So I posted up a press release that was sent to me and various other folks by the AAGO, the entity that is in charge of the golf course and the parking therein. In it, the Powers That Be make some mumbles about listening to the protest and complaints from people who've been tailgating at the same spot since time began…
"We appreciate the time and effort that a number of people have taken to ask for reconsideration due to their desire to remain in private parking areas where they can be with the longtime friends and colleagues," said Larry Eiler, chairman of AAGO parking.
…and then immediately dispel any lingering hopes you might have that they actually gave a crap:
"We are disappointed at the decision of patrons to disagree with the new regulations, which were made for safety concerns."
Mmmm that's tasty public relations.
Before all this came down, I attempted to commit an act of journalism by reaching out to Eiler. We eventually settled on some emailed questions, the gist of which boiled down to "people have complained and we will make an announcement." The tone of the conversation was similar to the above:
It interests me that everyone just ignores the serious safety issue posed by people who place tents, cookers, tables, chairs, games in the manner shown in the photos attached from last year's M State game.
The following photos from second fairway 08 MSU game. They thus occupy ingress and egress routes for emergency vehicles and create an unsafe environment.
This is the "serious safety issue":
I guess if someone had a major medical issue it would be difficult for them to get out, and according to a commenter on the press release there have been some recent incidents:
Apparently, within the past couple years, there has been at least one heart attack and one broken leg on the course during football saturday tailgates. I guess some dude was tossing a football around and ran off the top side of a steep fairway bunker and fractured his leg. The emergency services took a long time to make it back to the scene due to the parking situation. If it had been a broken neck, the guy likely would have died.
Not sure about details on the heart attack, except the guy was closer to the front and managed to walk to the clubhouse.
The police, insurance company, worried board members, all felt that it was necessary to prevent any potential future disasters by ensuring that there are clear paths for emergency vehicles to enter.
So the canopy thing, whatever. Be stricter about clearing some aisleways, sure. It's a litigious country. I wish we lived in a place where you just sort of accepted "hey if I keel over on this golf course during a tailgate there's a slightly reduced chance I make it." We don't. I think the safety thing is a pretty silly mandate but silly mandates are par for the course (HA! I kill me!) when suin' looms.
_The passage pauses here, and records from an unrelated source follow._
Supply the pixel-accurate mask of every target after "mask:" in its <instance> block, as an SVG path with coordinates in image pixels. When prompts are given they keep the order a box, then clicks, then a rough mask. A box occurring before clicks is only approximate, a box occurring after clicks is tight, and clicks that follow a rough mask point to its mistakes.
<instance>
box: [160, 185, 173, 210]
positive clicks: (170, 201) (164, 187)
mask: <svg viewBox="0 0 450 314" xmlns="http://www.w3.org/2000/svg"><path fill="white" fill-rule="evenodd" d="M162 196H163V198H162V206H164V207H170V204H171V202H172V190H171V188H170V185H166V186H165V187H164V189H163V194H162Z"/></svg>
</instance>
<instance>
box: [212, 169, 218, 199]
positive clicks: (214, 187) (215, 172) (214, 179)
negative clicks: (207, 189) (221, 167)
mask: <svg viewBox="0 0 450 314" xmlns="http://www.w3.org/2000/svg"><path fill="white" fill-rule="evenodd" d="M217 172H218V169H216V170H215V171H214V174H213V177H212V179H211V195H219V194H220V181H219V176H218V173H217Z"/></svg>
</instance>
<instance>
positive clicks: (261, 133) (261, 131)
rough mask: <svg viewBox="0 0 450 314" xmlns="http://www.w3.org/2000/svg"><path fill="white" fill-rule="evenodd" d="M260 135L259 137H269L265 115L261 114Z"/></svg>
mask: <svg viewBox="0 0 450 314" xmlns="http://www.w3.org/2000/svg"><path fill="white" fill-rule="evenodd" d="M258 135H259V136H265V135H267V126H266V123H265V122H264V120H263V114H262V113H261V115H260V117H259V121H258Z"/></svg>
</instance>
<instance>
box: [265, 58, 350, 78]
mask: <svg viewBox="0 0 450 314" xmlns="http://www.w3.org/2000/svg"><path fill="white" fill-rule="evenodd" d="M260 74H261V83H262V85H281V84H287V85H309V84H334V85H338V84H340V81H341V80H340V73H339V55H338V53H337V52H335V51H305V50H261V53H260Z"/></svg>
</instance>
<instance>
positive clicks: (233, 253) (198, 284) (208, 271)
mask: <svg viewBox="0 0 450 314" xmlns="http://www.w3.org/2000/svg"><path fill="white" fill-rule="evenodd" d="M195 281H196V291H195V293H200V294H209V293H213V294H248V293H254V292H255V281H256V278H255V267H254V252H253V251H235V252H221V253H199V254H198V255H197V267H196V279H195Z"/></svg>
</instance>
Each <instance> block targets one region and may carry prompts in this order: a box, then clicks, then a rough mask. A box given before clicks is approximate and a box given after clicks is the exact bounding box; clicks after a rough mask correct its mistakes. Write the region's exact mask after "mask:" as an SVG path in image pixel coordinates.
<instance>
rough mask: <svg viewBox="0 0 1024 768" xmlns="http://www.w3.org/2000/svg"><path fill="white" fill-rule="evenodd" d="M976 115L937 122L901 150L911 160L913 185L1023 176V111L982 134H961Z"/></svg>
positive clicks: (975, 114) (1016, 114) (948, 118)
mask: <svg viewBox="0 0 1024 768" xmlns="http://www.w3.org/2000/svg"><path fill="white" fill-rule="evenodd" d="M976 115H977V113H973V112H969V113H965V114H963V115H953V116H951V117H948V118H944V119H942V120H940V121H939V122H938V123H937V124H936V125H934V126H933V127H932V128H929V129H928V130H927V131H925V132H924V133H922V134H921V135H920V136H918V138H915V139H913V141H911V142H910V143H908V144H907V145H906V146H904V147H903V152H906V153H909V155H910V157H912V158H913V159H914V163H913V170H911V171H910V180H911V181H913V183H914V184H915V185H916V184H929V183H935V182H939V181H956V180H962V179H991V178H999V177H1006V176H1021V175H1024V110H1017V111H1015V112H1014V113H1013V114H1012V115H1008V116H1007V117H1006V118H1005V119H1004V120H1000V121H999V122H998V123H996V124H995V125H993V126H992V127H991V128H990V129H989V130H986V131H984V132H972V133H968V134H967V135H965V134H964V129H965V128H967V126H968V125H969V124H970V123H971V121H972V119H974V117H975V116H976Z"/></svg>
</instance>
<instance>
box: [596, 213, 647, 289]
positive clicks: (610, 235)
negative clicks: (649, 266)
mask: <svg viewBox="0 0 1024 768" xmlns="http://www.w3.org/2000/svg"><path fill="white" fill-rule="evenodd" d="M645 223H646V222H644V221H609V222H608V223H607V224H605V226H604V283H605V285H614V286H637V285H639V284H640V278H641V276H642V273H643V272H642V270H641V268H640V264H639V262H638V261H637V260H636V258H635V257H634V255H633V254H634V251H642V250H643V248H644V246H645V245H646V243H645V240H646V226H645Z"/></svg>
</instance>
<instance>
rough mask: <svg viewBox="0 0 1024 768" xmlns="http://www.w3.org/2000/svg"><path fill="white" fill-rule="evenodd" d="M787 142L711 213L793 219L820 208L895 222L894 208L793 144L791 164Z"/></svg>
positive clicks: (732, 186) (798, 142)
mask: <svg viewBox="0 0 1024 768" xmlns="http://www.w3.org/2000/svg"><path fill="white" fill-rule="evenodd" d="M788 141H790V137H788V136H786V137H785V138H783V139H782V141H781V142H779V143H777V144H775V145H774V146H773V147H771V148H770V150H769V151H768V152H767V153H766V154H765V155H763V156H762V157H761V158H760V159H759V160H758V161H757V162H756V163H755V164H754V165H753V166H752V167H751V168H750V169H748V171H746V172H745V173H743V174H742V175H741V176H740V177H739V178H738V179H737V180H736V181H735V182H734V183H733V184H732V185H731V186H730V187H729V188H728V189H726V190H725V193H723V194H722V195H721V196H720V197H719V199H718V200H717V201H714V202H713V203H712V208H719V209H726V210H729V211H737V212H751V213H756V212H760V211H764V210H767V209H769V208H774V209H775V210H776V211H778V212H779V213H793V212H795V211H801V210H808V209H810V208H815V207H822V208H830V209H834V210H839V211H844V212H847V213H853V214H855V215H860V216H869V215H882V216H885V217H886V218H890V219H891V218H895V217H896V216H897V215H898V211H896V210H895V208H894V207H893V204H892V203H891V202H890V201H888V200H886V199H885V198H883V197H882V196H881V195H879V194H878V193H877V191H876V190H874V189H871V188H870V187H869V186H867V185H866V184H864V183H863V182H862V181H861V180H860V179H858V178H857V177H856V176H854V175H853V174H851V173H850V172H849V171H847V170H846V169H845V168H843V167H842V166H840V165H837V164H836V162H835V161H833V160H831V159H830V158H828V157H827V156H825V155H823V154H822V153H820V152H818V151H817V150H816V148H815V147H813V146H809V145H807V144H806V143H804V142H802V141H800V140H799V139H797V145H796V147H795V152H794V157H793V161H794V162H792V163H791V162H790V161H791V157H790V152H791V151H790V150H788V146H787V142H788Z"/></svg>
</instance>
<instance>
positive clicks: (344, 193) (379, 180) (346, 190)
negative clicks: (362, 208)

However, I fail to see what this has to do with not reserving spots. Everyone ignores the serious safety issue posed by people who place tents and whatnot everywhere because they don't care about the rule change associated with it. No one has complained about the canopy thing. They do not care. They care an awful lot about having their tailgate disrupted.
A lot of people cared enough about it to raise a stink; if you just got over yourself and sat down with them there was an opportunity to work something out. One idea off the cuff: sell season passes in certain areas that can be revoked if the parking there ends up unsafe. Sell specific—specifically orderly—spots. Everyone wins.
Instead no one wins. There was an opportunity to make a little more money and keep the people who really care about this happy, and it was condescendingly rejected. The main reason appears to be that the tailgaters got too outraged and accused the AAGO of being money-grubbing so-and-sos. In response the AAGO said "well, I never" and lifted their noses skyward, refusing to… gah… parley with those ruffians.
The AAGO leadership failed spectacularly here. Kevin Werner on AnnArbor.com:
"It's a shame - a real shame that the traditions of hundreds and relationships of many and a special aspect of this community is giving way to stubbornness."
Postscript. The most unbelievable part of all this is that all of the emails from Eiler come from "Larry Eiler PR." The guy runs a public relations firm. PROTIP: you should not hire it any circumstances whatsoever.